Municipal Sports Schools. In the town there is a wide variety of sports services such as: training 2/3 days a week depending on the modality, qualified instructors, quarterly report to parents, training report when formalizing registration, medical check-up for all those enrolled, athlete's card and participation in activities organized by the Department.

== Places of interest ==
- Cistern of the La Marquesa farm. Cistern with barrel vault and settling basin. Its existence is documented in the mid-18th century, coinciding with the establishment of settlers; carried out by the Oriolano Jesuits, owners of the property, to guarantee the water supply to this first population center.
- Cistern of Lo de Reig. Located on the Lo de Reig farm, along with the others mentioned above, it reflects the importance that water storage has had for our ancestors. This cistern is an exponent of the typical water architecture of Campo de Salinas, which can be dated to the 18th century coinciding with the putting into operation of the property by its owner. It is formed by a rectangular cistern (35m x 6m) excavated in the subsoil, whose masonry and lime mortar work has a half-barrel vault, with three circular perforations as a vent.
- Cistern of Lo de Vigo Viejo. It is an exponent of the water architecture so typical in the dry land of Bajo Segura. It is a construction of lime mortar and caliche stone, covered with plaster. The building comprises two parts, an exterior one topped with a hexagonal chapel.
- Hermitage of the Virgin of the Rosary
- Church of Our Lady of the Pillar. It was built in 1886, a fact that shows the consolidation of the human settlement that emerged spontaneously in the vicinity of the Torrevieja lagoon, through the appropriation of a public space, occupied since the mid-19th century. It has a central nave, two smaller sides, space dedicated to the main altar, choir and tower.

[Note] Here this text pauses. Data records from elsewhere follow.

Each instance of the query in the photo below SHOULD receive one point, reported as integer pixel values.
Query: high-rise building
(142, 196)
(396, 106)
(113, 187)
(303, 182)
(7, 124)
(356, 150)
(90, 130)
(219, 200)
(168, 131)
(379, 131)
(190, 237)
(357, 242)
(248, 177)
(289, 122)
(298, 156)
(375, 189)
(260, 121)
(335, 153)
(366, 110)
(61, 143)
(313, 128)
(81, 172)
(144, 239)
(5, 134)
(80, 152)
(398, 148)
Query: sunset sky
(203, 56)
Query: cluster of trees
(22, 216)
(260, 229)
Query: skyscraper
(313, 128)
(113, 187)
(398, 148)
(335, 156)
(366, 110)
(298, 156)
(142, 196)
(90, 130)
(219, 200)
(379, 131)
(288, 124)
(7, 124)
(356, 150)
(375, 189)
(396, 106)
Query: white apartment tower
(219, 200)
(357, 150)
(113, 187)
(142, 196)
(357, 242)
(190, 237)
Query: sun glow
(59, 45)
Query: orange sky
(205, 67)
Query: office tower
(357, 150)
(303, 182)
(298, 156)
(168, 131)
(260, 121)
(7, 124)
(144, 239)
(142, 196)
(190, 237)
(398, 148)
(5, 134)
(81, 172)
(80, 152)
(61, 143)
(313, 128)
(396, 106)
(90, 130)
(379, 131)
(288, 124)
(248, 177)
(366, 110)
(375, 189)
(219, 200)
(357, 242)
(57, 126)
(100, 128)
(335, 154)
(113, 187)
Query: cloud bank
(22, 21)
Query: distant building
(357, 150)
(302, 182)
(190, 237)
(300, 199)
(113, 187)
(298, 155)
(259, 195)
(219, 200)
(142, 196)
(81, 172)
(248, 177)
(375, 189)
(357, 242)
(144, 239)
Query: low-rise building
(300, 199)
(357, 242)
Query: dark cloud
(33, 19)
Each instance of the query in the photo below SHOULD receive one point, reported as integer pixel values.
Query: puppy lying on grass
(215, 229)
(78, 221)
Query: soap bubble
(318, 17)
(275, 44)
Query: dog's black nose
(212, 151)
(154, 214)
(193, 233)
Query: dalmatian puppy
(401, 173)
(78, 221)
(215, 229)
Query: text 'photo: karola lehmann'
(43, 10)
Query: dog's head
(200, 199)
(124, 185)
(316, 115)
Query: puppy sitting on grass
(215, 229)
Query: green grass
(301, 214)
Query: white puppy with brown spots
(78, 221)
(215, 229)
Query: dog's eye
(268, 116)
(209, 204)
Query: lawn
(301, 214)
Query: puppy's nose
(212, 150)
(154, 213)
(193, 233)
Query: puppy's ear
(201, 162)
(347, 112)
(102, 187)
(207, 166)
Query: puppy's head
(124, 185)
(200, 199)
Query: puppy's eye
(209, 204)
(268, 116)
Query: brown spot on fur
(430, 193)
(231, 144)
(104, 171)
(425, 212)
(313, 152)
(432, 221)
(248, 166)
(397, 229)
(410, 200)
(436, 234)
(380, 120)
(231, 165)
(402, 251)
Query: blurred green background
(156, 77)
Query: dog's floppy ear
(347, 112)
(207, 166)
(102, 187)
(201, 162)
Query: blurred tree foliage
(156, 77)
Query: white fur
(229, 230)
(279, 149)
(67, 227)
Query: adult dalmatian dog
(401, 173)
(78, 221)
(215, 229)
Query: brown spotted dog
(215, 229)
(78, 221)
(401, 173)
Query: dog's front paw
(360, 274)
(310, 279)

- Windmill. They are remains of an old flour mill in Finca Las Moreras.
- Departure from La Marquesa. Improved dryland area that took advantage of rainwater from nearby elevations for irrigation. Its settlement dates back to Roman times and is attested by the existence of archaeological remains in the vicinity, as well as by the passage through the estate of the Vía Augusta. Likewise, from the Islamic period the so-called Tesorillo de La Marquesa is preserved, a set of Arab coins from the 10th and 11th centuries, found in 1974. The property was part of the immense territorial heritage owned by the noble house of Rafal. In 1695, by testamentary disposition of Mrs. Mª Manuela Valenzuela y Vázquez Fajardo, Marchioness of Rafal, this property and another adjoining one were donated to the Company of Jesus. This settlement that, over time, was the origin of the Los Montesinos hamlet.

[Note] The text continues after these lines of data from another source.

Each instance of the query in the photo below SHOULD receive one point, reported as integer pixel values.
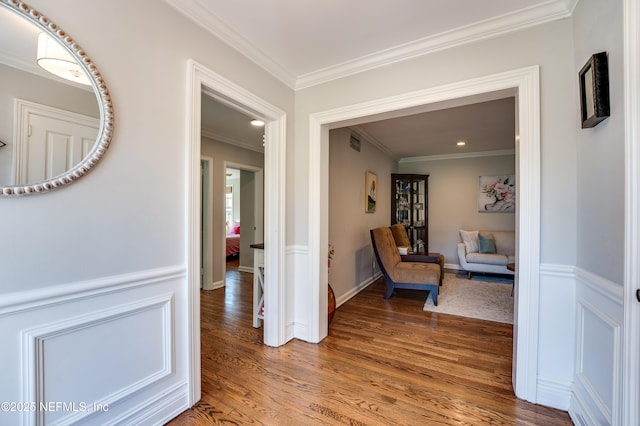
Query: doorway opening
(202, 81)
(244, 214)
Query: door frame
(526, 83)
(23, 110)
(258, 211)
(201, 80)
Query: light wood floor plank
(385, 362)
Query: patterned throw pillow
(486, 243)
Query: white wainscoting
(104, 351)
(298, 293)
(597, 388)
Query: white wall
(549, 46)
(105, 256)
(600, 224)
(221, 153)
(354, 266)
(247, 218)
(30, 87)
(453, 196)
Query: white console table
(258, 284)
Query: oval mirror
(56, 117)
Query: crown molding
(496, 153)
(242, 144)
(195, 11)
(500, 25)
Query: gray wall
(600, 150)
(30, 87)
(550, 46)
(453, 195)
(354, 264)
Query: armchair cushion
(470, 240)
(486, 243)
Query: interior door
(50, 142)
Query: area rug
(483, 298)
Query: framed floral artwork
(497, 194)
(371, 192)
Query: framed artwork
(497, 194)
(371, 191)
(594, 90)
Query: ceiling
(304, 43)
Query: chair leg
(389, 291)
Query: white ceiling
(304, 42)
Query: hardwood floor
(385, 362)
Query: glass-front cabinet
(409, 207)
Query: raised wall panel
(97, 359)
(117, 344)
(597, 387)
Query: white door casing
(201, 79)
(527, 86)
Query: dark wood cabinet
(410, 207)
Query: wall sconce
(54, 58)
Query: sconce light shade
(53, 58)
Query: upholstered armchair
(399, 274)
(402, 240)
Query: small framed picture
(371, 192)
(594, 90)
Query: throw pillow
(470, 240)
(486, 243)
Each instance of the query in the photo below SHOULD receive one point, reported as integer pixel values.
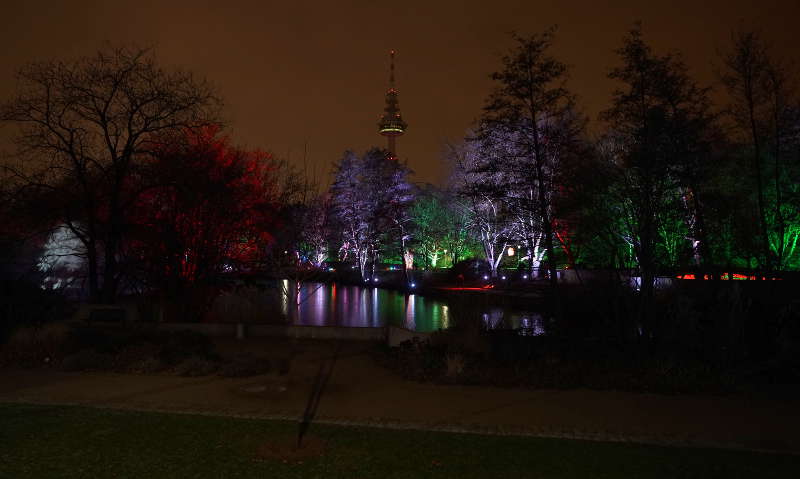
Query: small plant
(196, 366)
(454, 365)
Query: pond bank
(360, 391)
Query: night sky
(297, 73)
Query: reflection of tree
(370, 196)
(85, 127)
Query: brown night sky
(293, 73)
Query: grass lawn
(59, 441)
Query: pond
(322, 304)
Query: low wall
(279, 330)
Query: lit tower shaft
(391, 124)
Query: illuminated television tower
(391, 124)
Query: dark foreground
(69, 441)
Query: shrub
(196, 366)
(32, 346)
(245, 366)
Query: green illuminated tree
(762, 110)
(651, 122)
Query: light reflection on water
(321, 304)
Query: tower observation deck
(391, 124)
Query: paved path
(361, 392)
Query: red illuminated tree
(89, 123)
(210, 209)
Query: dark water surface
(321, 304)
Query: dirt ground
(361, 392)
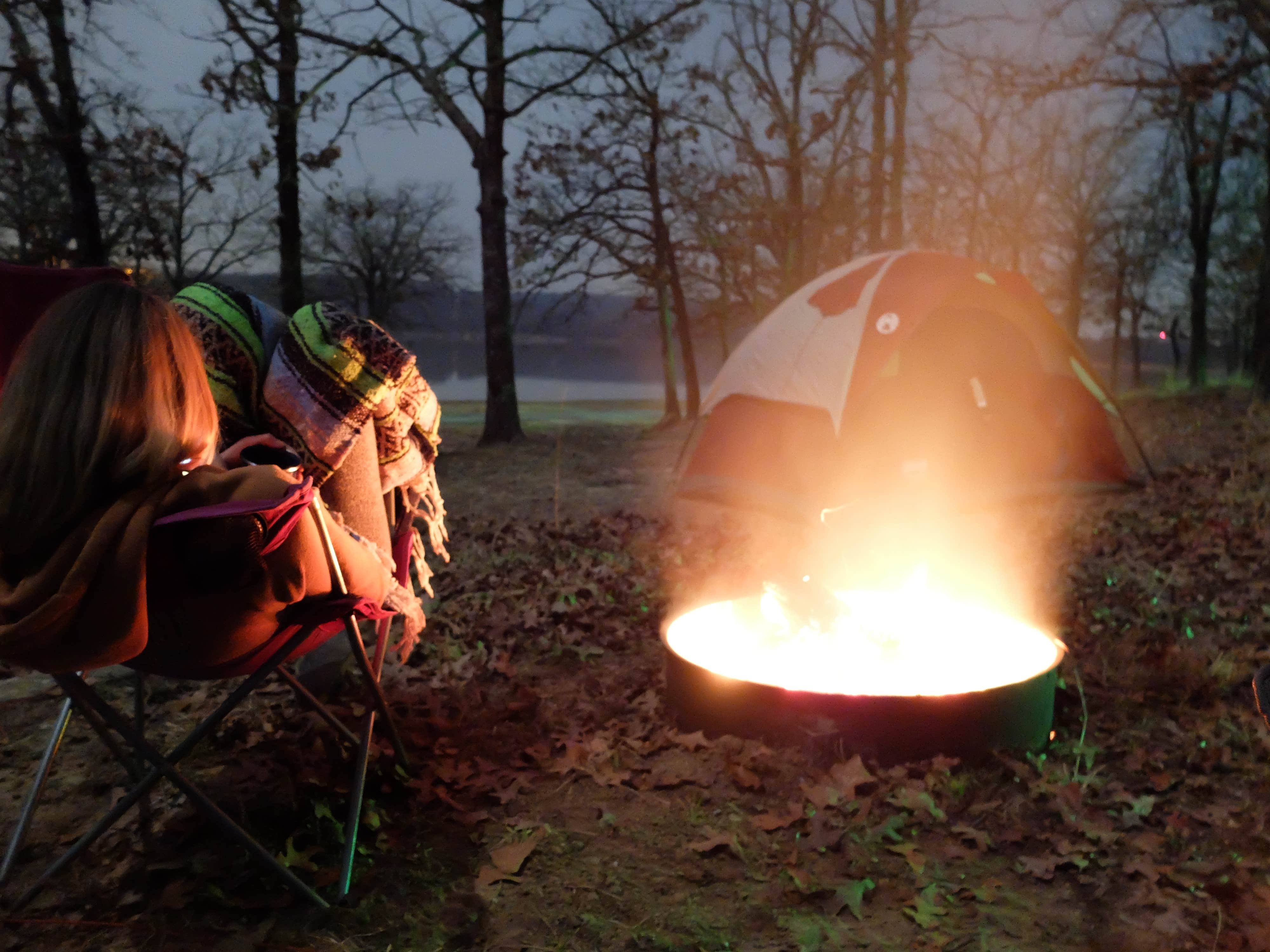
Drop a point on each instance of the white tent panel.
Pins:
(797, 355)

- Plaza Mayor of the Sacred Heart.
- Via Augusta.
- The White Virgin.
- Botanical Garden July 30.
- Herrada Parks.

== Festivities ==
- Patronal festivities. They are celebrated in honor of the Lady of the Pillar starting on October 12. In them, various acts are carried out such as the Pilgrimage to the Marquesa, the offering of flowers to the Lady of the Pillar, the Floats in which the majority of the town dresses up and travels through the streets to cheer up both their residents of the town and the visitors, etc.

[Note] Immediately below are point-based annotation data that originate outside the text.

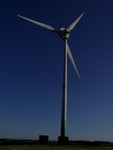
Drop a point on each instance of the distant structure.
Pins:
(64, 34)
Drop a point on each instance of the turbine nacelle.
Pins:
(64, 33)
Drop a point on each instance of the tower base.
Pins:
(63, 140)
(43, 139)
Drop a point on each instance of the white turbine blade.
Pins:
(72, 60)
(38, 23)
(75, 22)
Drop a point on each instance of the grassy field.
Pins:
(55, 147)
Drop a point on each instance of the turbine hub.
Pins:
(63, 33)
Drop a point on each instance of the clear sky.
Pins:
(31, 69)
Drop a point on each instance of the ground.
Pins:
(54, 147)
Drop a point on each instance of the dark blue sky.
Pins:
(31, 69)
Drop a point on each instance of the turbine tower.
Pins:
(64, 33)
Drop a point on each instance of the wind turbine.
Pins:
(64, 33)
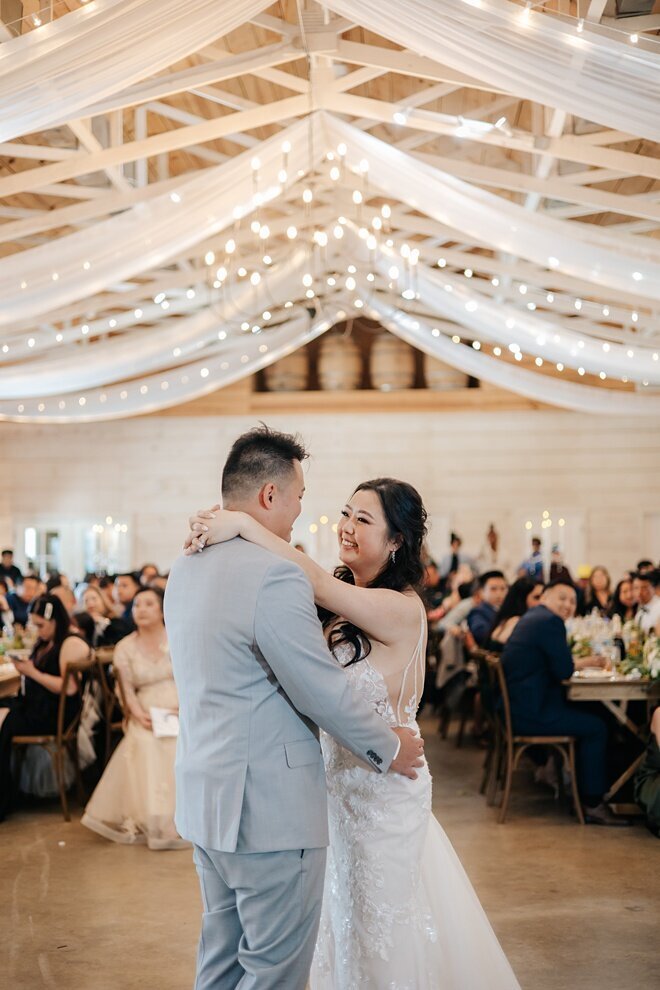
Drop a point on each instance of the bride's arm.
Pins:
(381, 613)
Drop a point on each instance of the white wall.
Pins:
(602, 475)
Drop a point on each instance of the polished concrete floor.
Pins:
(575, 908)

- Anniversary of segregation. July 30.

== Politics ==
It is constituted as a municipality by segregation of the municipality of Almoradí, according to Decree 140/1990, of July 30, of the Consell de la Generalidad Valenciana, by which part of the Municipal term of Almoradí (Alicante) is segregated to constitute an independent Municipality with the denomination of Los Montesinos. DOGV no. 1365 (August 17, 1990).

Since its segregation in 1990, the Los Montesinos City Council has been governed by José Manuel Butrón Sánchez, from the municipal group of the PSPV-PSOE.